I spent a day in an art department last week (a departmental review) which was really interesting and it was good to spend time with committed teachers. It was intriguing to note, and reflect on, the (school policy) opportunities for self and peer review built into lesson plans. In some cases in practice this did not really get much further than expressing simple preferences. I recall that in the last HMI subject review ‘Making a Mark HMI report‘ there is some questioning of the superficial application of such whole school policies.
“The implementation of whole-school approaches to assessment also had a similarly negative effect: too often, poorly managed self- and peer- assessment activities had minimal impact in helping pupils to develop their ideas, refine their skills and deepen their understanding.”

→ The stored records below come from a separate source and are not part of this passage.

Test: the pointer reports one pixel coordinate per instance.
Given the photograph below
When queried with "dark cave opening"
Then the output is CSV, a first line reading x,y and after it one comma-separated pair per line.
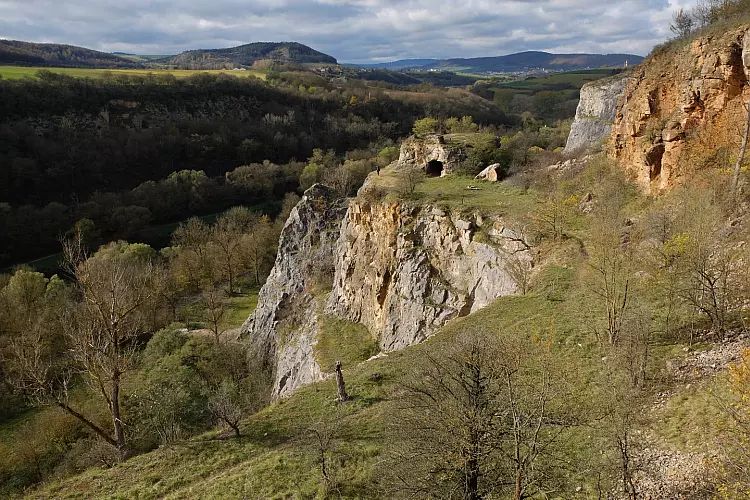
x,y
434,168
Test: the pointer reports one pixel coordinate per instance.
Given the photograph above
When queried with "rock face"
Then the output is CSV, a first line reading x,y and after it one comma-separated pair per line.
x,y
403,271
400,270
430,153
595,113
682,110
282,330
491,173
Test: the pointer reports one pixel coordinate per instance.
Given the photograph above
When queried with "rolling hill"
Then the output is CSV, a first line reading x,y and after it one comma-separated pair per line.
x,y
522,61
14,52
246,55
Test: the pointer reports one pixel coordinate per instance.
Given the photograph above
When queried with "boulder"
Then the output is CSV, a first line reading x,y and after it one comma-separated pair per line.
x,y
595,113
491,173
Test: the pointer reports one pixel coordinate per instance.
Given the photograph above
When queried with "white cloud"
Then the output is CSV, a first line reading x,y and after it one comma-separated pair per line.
x,y
351,30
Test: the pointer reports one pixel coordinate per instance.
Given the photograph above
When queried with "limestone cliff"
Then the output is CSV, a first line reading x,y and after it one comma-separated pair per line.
x,y
683,109
404,270
399,268
433,153
595,113
281,331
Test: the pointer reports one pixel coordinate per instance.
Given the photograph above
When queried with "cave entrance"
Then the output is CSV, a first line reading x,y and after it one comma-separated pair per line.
x,y
434,168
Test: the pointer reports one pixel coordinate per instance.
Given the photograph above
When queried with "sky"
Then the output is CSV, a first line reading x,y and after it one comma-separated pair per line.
x,y
356,31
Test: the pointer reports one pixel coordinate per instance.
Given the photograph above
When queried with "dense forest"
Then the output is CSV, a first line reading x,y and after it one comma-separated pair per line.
x,y
111,150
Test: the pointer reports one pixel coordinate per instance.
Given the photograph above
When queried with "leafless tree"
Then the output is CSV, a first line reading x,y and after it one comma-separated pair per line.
x,y
482,417
229,403
103,330
215,309
682,24
100,333
741,155
326,433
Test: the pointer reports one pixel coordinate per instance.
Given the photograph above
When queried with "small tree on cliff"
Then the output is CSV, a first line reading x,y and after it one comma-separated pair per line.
x,y
485,416
682,24
426,126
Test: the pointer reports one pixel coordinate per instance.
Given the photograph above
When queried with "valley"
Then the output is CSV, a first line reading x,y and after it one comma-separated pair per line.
x,y
516,277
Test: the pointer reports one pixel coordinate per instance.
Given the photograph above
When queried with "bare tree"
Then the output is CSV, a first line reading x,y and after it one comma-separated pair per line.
x,y
99,334
229,403
483,417
741,155
226,237
326,434
340,385
682,24
103,330
192,262
215,309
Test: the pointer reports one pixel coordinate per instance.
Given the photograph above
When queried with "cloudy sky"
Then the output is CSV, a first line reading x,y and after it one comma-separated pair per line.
x,y
350,30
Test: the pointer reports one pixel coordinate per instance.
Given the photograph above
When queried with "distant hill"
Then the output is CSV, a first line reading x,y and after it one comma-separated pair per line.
x,y
522,61
14,52
246,55
400,64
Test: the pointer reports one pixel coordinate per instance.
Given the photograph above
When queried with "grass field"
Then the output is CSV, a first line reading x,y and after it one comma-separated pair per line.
x,y
20,72
556,81
276,457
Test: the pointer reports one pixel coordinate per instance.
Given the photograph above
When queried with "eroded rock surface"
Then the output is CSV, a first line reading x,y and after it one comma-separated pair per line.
x,y
433,149
682,108
403,271
281,331
595,113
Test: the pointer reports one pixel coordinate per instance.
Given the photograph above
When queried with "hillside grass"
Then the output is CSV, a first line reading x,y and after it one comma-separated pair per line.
x,y
571,80
21,72
342,340
276,457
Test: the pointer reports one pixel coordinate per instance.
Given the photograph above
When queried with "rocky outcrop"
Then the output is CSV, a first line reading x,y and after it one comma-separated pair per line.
x,y
433,153
403,271
281,332
595,113
493,173
682,110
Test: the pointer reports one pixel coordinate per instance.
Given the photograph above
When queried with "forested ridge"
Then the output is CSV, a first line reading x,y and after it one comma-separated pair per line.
x,y
75,148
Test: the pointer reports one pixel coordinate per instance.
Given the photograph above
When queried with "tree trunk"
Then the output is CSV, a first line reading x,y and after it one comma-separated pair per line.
x,y
116,420
343,396
519,485
741,155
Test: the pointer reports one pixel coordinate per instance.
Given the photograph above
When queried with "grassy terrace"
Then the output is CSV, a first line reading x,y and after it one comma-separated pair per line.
x,y
459,192
19,72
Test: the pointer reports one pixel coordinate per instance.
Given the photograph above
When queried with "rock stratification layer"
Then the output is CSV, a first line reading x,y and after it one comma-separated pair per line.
x,y
282,329
595,113
403,270
683,109
399,268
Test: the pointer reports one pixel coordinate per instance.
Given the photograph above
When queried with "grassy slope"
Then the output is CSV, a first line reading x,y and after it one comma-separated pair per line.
x,y
18,72
276,456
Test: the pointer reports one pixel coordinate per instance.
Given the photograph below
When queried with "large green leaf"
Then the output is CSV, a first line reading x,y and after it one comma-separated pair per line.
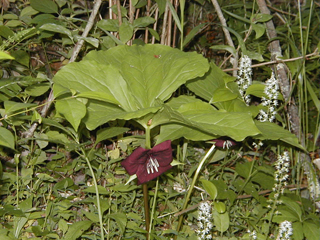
x,y
127,82
203,122
152,71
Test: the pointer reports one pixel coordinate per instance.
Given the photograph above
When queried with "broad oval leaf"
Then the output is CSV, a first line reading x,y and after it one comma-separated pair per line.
x,y
6,138
73,110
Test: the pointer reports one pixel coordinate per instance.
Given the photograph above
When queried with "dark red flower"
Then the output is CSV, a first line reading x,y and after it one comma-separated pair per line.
x,y
148,164
222,143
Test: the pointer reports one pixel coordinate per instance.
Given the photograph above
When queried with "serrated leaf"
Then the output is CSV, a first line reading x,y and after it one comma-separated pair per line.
x,y
77,229
73,110
11,106
210,188
6,138
121,220
45,6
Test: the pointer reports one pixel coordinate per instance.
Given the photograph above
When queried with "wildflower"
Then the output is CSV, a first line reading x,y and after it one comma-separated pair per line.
x,y
285,230
281,174
204,221
148,164
244,77
271,102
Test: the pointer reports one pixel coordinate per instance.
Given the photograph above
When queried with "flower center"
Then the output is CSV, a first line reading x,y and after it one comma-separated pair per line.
x,y
152,165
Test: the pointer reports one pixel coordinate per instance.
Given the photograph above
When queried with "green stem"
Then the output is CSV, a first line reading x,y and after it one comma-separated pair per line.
x,y
195,178
154,203
97,194
145,187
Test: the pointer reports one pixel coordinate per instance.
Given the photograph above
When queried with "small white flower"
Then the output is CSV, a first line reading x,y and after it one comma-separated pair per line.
x,y
271,102
244,77
204,221
285,230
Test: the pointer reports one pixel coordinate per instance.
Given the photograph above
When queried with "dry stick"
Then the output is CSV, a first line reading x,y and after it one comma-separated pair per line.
x,y
226,33
146,35
119,12
45,109
168,40
279,69
176,4
155,25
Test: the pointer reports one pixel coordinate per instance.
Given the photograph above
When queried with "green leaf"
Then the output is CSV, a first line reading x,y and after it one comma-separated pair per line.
x,y
125,32
210,188
37,89
77,229
6,138
271,131
11,106
143,22
212,86
73,110
121,219
139,78
45,6
92,189
261,17
298,231
108,133
311,230
4,56
52,27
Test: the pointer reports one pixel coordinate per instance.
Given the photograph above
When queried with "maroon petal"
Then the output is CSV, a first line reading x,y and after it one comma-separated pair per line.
x,y
144,176
137,159
163,153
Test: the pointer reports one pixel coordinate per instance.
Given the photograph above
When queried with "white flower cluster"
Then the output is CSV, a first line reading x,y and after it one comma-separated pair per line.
x,y
285,230
244,77
271,102
252,234
204,221
281,174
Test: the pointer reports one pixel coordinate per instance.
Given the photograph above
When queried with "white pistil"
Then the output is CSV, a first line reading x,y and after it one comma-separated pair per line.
x,y
152,166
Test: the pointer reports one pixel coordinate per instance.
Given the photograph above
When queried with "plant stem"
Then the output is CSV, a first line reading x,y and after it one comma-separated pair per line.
x,y
97,193
145,187
195,178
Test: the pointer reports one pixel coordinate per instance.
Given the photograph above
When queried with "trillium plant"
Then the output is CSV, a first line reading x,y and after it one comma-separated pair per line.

I must emphasize that this was not the case here but in discussing the issue with a teacher we reflected upon the need to help students in their evaluation by narrowing the focus and probably asking more specific questions, including”Why?”. But I was reminded of the work of Rod Taylor and Drumcroon because Rod’s ‘Form, Content, Process, Mood‘ formula provides an excellent scaffold for peer assessment. It was after all developed to support children to talk about art – which can obviously include their own. Basically it is a simple approach which suggests that it is helpful when considering a work of art to look at it from four distinct perspectives (today they would probably be called ‘lens’). If you have not heard of it click here Reading Pictures for a very short paper which explains it. (or click here for a rather self conscious online talk I did as a course backup some time ago).
Form, Content, Process, Mood works well for peer and self assessment because it directs attention and discussion to four specific aspects of a work and provides the basis for clear and distinct questions.